SB2025030623 - Multiple vulnerabilities in Jenkins and Jenkins LTS
Published: March 6, 2025
Breakdown by Severity
- Low
- Medium
- High
- Critical
Description
This security bulletin contains information about 4 secuirty vulnerabilities.
1) Information disclosure (CVE-ID: CVE-2025-27622)
The vulnerability allows a remote attacker to gain access to potentially sensitive information.
The vulnerability exists due to the affected plugin does not redact encrypted values of secrets when accessing config.xml of agents via REST API or CLI. A remote user can view encrypted values of secrets.
2) Information disclosure (CVE-ID: CVE-2025-27623)
The vulnerability allows a remote attacker to gain access to potentially sensitive information.
The vulnerability exists due to the affected plugin does not redact encrypted values of secrets when accessing config.xml of views via REST API or CLI. A remote user can view encrypted values of secrets.
3) Cross-site request forgery (CVE-ID: CVE-2025-27624)
The vulnerability allows a remote attacker to perform cross-site request forgery attacks.
The vulnerability exists due to insufficient validation of the HTTP request origin. A remote attacker can trick the victim to visit a specially crafted web page and perform arbitrary actions on behalf of the victim on the vulnerable website.

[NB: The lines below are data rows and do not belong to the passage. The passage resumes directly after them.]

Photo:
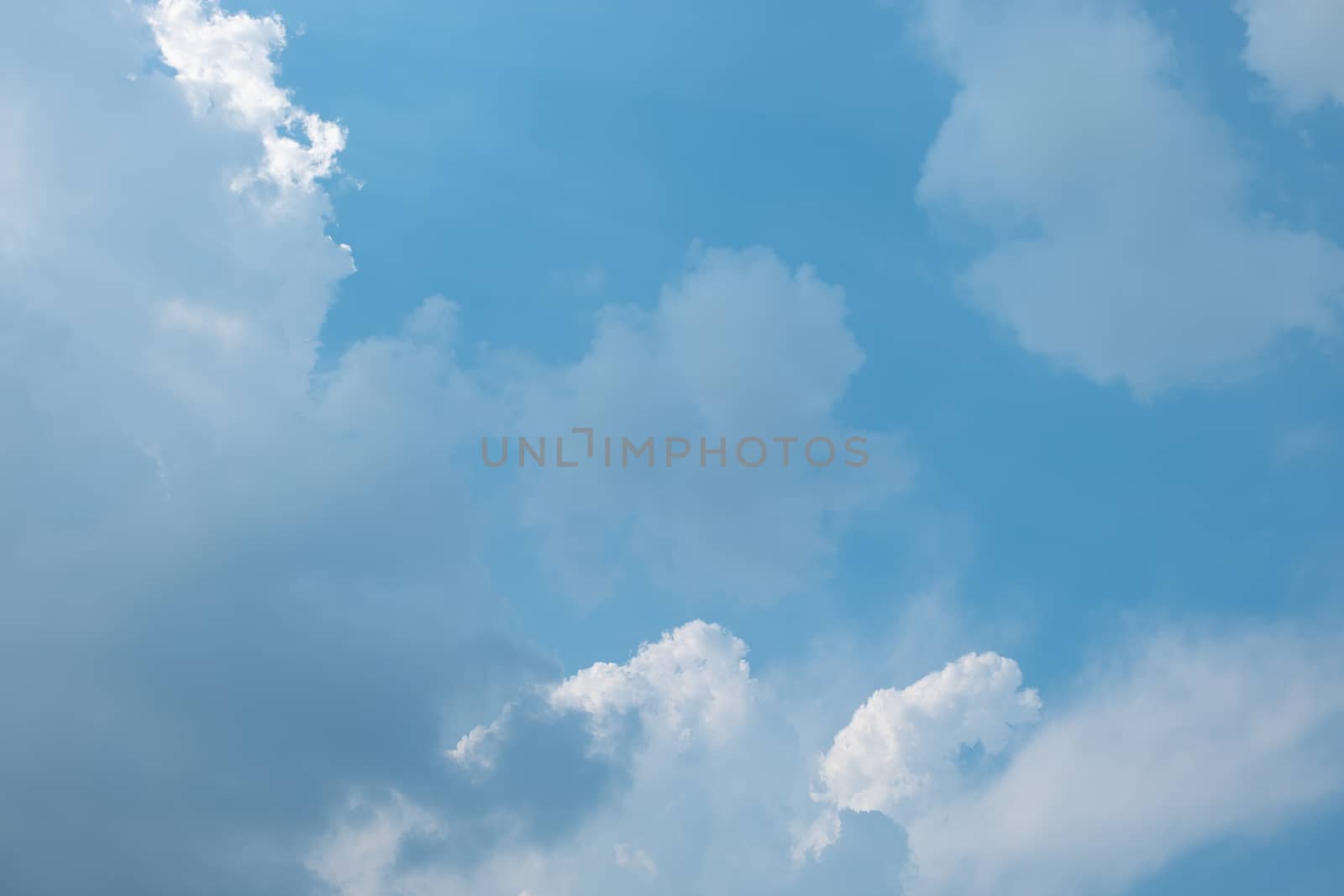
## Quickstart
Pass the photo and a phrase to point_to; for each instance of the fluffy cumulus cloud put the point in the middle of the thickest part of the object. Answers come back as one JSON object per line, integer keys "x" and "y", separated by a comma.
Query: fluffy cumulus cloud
{"x": 242, "y": 590}
{"x": 228, "y": 60}
{"x": 741, "y": 347}
{"x": 1189, "y": 741}
{"x": 1294, "y": 45}
{"x": 900, "y": 754}
{"x": 951, "y": 785}
{"x": 1122, "y": 244}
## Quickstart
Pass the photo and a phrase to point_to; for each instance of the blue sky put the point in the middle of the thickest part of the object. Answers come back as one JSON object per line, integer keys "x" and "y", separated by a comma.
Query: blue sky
{"x": 269, "y": 271}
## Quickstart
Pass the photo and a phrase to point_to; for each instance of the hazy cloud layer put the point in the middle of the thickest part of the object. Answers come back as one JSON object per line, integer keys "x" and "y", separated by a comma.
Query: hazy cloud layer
{"x": 1121, "y": 239}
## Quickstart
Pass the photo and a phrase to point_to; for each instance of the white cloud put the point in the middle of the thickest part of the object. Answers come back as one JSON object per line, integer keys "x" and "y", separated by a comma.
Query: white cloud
{"x": 739, "y": 345}
{"x": 1296, "y": 46}
{"x": 1193, "y": 741}
{"x": 1124, "y": 244}
{"x": 691, "y": 685}
{"x": 694, "y": 681}
{"x": 225, "y": 60}
{"x": 1175, "y": 743}
{"x": 898, "y": 755}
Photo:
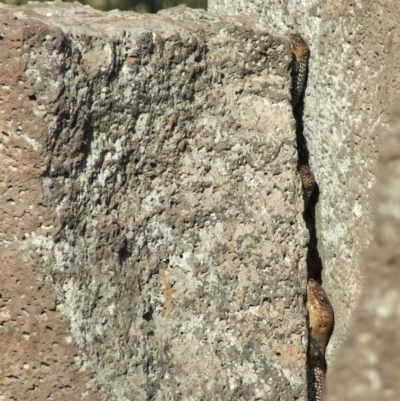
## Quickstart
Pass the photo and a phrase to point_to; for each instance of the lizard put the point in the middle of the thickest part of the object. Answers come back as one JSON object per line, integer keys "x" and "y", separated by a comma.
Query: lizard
{"x": 320, "y": 320}
{"x": 301, "y": 53}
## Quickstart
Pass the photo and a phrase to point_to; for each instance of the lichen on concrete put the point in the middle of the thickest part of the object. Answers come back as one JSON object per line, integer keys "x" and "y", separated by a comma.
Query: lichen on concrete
{"x": 176, "y": 247}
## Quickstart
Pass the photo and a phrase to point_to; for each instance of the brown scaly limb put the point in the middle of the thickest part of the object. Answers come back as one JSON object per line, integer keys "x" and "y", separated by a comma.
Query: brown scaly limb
{"x": 301, "y": 53}
{"x": 308, "y": 181}
{"x": 320, "y": 320}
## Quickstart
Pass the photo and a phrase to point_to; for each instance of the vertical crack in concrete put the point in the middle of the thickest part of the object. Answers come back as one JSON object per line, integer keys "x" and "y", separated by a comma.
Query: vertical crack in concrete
{"x": 311, "y": 196}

4) Open redirect (CVE-ID: CVE-2025-27625)
The vulnerability allows a remote attacker to redirect victims to arbitrary URL.
The vulnerability exists due to improper sanitization of user-supplied data. A remote attacker can create a link that leads to a trusted website, however, when clicked, redirects the victim to arbitrary domain.
Successful exploitation of this vulnerability may allow a remote attacker to perform a phishing attack and steal potentially sensitive information.
Remediation
Install update from vendor's website.